Learn Hugging Face 🤗
  • Home
  • About
  • Setup
  • Glossary
  1. Work in progress: Batched LLM inference
  • Natural Language Processing (NLP)
    • Fully fine-tune an LLM to do structrued data extraction
    • Build a custom text classification model and demo
  • Computer Vision
    • Build a custom object detection model and demo
    • Fine-tune a Small VLM to do structured data extraction
  • RAG - Retrieval-Augmented Generation
    • Build a multimodal RAG pipeline with NVIDIA Nemotron models

On this page

  • Bonus: Speeding up our model with batched inference
  • TK - Extensions
  • Report an issue

Work in progress: Batched LLM inference

Note: This notebook is a work in progress.

  • TK - this notebook builds off of the LLM fine-tuning tutorial - https://www.learnhuggingface.com/notebooks/hugging_face_llm_full_fine_tune_tutorial
import time

print(f"Last updated: {time.ctime()}")
Last updated: Mon Mar 23 05:28:49 2026

Bonus: Speeding up our model with batched inference

TK - split this into another notebook

Right now our model only inferences on one sample at a time but as is the case with many machine learning models, we could perform inference on multiple samples (also referred to as a batch) to significantly improve throughout.

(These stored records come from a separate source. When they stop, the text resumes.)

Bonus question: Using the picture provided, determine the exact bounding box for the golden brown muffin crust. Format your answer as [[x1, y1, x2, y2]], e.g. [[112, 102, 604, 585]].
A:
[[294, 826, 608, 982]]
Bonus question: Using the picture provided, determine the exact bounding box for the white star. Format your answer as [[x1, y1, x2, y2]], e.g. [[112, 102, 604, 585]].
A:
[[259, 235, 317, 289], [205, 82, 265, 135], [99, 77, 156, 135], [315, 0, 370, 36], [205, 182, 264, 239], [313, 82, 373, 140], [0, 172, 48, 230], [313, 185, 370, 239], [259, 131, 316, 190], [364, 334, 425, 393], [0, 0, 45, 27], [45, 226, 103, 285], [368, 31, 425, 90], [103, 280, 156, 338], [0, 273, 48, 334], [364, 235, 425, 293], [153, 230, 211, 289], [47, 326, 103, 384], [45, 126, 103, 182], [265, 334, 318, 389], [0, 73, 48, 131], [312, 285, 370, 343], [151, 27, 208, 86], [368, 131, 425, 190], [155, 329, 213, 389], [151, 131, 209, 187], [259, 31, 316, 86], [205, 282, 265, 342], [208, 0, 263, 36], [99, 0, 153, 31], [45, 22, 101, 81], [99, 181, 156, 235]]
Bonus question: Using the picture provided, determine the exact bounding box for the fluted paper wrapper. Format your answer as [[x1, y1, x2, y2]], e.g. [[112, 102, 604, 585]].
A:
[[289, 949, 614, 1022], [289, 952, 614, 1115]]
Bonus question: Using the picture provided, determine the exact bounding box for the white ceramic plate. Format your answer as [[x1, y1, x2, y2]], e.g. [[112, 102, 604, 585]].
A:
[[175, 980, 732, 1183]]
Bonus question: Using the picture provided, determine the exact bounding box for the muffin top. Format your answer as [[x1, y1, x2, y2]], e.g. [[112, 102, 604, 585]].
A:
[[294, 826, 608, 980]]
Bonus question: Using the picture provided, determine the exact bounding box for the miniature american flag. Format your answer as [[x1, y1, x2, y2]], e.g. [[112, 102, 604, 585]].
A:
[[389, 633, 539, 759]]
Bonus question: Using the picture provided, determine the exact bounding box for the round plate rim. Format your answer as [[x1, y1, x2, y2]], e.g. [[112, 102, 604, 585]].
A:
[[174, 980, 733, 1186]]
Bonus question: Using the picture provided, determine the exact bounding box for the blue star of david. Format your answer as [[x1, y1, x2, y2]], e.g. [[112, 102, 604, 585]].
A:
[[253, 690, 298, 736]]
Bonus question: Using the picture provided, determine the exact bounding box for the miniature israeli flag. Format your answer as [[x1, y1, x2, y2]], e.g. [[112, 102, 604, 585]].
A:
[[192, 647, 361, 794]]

In batched inference mode, your model performs predictions on X number of samples at once, this can dramatically improve sample throughput.

The number of samples you can predict on at once will depend on a few factors:

  • The size of your model (e.g. if your model is quite large, it may only be able to predict on 1 sample at time)
  • The size of your compute VRAM (e.g. if your compute VRAM is already saturated, add multiple samples at a time may result in errors)
  • The size of your samples (if one of your samples is 100x the size of others, this may cause errors with batched inference)

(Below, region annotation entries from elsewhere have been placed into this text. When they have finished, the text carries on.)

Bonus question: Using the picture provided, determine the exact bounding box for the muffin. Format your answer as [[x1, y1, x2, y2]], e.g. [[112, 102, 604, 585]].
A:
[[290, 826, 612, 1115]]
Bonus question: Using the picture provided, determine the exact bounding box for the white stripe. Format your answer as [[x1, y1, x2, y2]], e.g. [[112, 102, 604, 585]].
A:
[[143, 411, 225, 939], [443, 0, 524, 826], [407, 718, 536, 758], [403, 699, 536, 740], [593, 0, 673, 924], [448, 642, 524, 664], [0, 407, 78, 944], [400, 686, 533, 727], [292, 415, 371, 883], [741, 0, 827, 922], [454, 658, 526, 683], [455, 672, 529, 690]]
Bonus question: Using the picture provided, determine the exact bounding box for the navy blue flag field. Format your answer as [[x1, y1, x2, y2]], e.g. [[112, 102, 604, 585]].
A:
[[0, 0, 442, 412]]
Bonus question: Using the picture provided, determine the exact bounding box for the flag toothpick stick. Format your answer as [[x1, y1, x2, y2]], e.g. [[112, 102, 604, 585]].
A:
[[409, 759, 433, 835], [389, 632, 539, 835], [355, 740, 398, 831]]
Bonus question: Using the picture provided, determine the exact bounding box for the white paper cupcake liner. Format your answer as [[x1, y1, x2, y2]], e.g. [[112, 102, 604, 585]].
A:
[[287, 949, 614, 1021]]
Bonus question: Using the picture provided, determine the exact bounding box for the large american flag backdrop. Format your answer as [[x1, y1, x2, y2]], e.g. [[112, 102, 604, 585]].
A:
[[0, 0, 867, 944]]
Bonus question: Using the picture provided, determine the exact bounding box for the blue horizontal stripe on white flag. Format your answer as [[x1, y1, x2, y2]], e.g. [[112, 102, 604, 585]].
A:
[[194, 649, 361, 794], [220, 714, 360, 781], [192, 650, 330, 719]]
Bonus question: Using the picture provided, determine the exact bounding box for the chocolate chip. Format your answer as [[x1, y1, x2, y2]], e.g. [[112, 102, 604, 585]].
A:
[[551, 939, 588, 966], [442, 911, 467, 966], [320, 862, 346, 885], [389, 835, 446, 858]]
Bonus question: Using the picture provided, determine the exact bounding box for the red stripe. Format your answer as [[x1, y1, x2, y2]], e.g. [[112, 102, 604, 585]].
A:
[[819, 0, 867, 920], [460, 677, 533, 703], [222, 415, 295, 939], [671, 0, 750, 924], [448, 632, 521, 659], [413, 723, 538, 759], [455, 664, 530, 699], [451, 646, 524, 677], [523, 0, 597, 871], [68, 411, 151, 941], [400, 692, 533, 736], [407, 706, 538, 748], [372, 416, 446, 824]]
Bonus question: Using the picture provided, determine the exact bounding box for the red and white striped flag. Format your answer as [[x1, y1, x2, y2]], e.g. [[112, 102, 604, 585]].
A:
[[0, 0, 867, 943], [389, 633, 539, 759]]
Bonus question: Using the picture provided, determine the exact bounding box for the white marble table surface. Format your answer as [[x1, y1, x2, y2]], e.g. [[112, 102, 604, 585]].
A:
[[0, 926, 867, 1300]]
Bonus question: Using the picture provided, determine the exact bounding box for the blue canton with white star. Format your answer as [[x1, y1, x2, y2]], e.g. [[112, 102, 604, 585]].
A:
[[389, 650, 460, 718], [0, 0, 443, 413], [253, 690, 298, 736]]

To find an optimal batch size for our setup, we can run an experiment:

  • Loop through different batch sizes and measure the throughput for each batch size.
    • Why do we do this?
      • It’s hard to tell the ideal batch size ahead of time.
      • So we experiment from say 1, 2, 4, 8, 16, 32, 64 batch sizes and see which performs best.
      • Just because we may get a speed up from using batch size 8, doesn’t mean 64 will be better.
from datasets import load_dataset

dataset = load_dataset("mrdbourke/FoodExtract-1k")

print(f"[INFO] Number of samples in the dataset: {len(dataset['train'])}")

def sample_to_conversation(sample):
    return {
        "messages": [
            {"role": "user", "content": sample["sequence"]}, # Load the sequence from the dataset
            {"role": "system", "content": sample["gpt-oss-120b-label-condensed"]} # Load the gpt-oss-120b generated label
        ]
    }

# Map our sample_to_conversation function to dataset 
dataset = dataset.map(sample_to_conversation,
                      batched=False)

# Create a train/test split
dataset = dataset["train"].train_test_split(test_size=0.2,
                                            shuffle=False,
                                            seed=42)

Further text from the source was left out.